Perry for the Pentagon

January 25, 1994

President Clinton's star-crossed search for a secretary of defense might at last have chanced upon a star in William J. Perry, a steady beacon of good sense and military expertise in an administration too much given to gyration. As deputy to the outgoing secretary, Les Aspin, Mr. Perry took care of the maintenance of an effective force structure in a period of post-Soviet downsizing while Mr. Aspin tried with mixed success to handle policy decisions.

Now the tough, out-front issues will be Mr. Perry's in one of the most complex jobs in government. That he hesitated, considering the burdens on his family, is testimony to his sense of priorities. That he accepted despite insulting proffers to other candidates shows that he has an insider's charitable view of the wondrous ways in which this administration stumbles in personnel selection.

The nation learned, just in time, that Bobby Ray Inman is not emotionally prepared to enter the very hot Washington kitchen. Anyone with even a very short memory would have known that Sen. Sam Nunn's very public disapproval of the first Clinton year would have made him an awkward figure at the Pentagon.

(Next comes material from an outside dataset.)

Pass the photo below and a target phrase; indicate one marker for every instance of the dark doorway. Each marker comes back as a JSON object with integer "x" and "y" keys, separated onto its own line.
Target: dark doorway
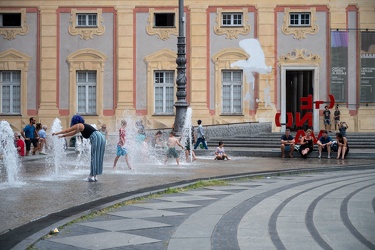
{"x": 299, "y": 83}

So Bill Perry it is, and he might very well turn out to be as fortuitous a selection as Dick Cheney was for George Bush after the lamentable John Tower nomination. Once confirmed by the Senate, and this looks like it will be easy, the new defense secretary will very quickly have to prove he can defend the upcoming Pentagon budget in congressional testimony. Since it is very much his budget, he hardly needs a preparatory crash course.

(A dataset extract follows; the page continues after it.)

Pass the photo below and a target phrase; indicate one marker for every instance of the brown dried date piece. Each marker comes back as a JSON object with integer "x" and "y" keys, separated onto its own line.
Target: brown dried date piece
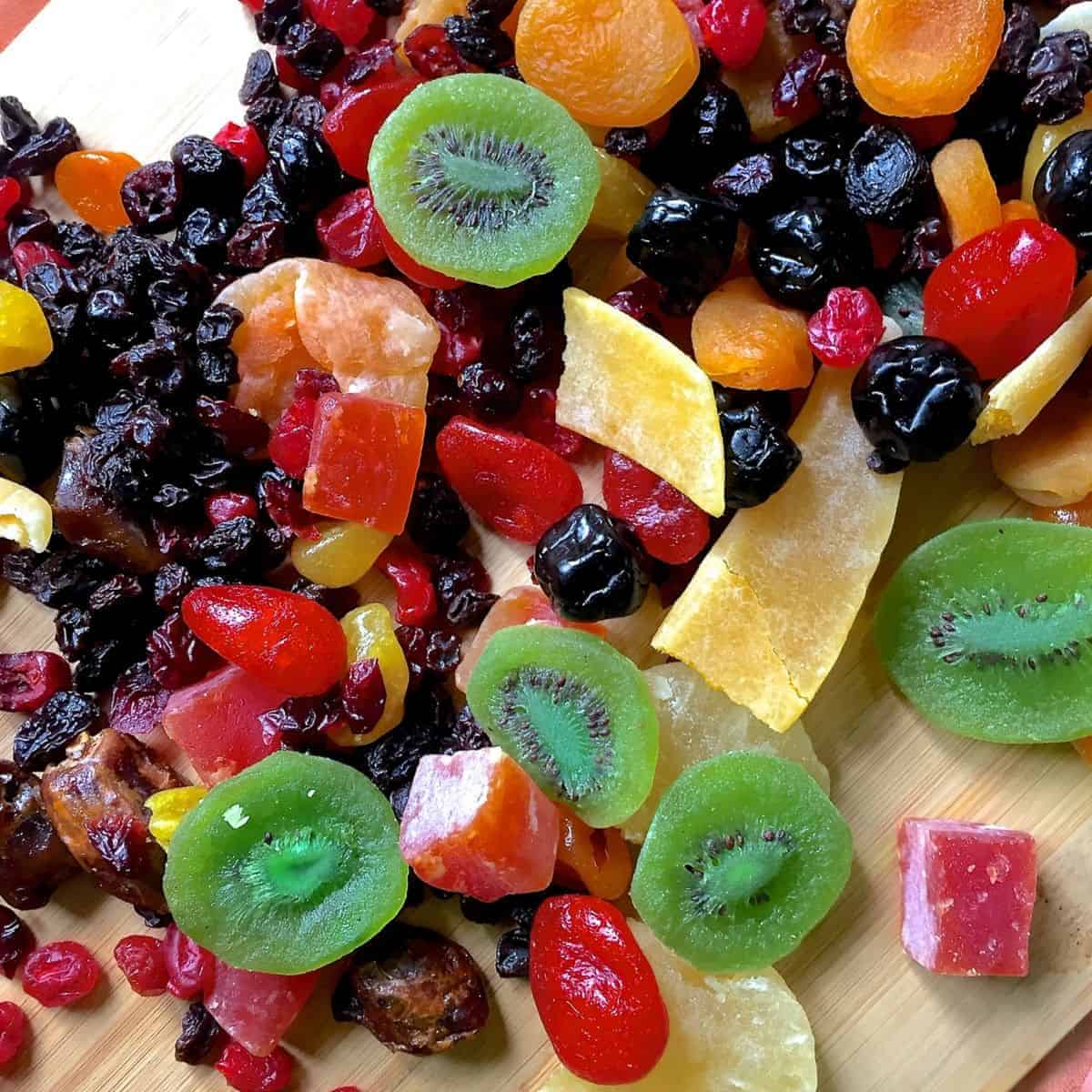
{"x": 414, "y": 991}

In welcoming his new assignment as a "real privilege" -- contrast that with Mr. Inman's repeated assertions he did not want the job -- Mr. Perry placed extraordinary emphasis on the need to reform the Pentagon's methods of developing, ordering and financing new equipment. What is required is a procurement policy that enables the military establishment to tap into civilian-sector technologies to effect the cost-savings required by a shrinking defense budget while identifying those weapons systems -- nuclear submarines, fighter aircraft, armored vehicles -- that only established defense contractors can handle. At stake here, as Mr. Perry noted, is the readiness and affordability of U.S. forces five and ten years down the road.

If this requires an "industrial policy," despite its political implications, the fact is that this has always been the case in the defense industry. The alternatives would be nationalization of defense plants or soaring military sales abroad, a proliferation process already too much in full swing.

These are technical gut issues which do not attract public attention like gays-in-the-military or combat-roles-for-women. With Mr. Perry at the helm, the nation may have a defense secretary with the know-how to take the long view even as he confronts the day-to-day alarums of a hot-seat Washington job overseeing a globe in turmoil.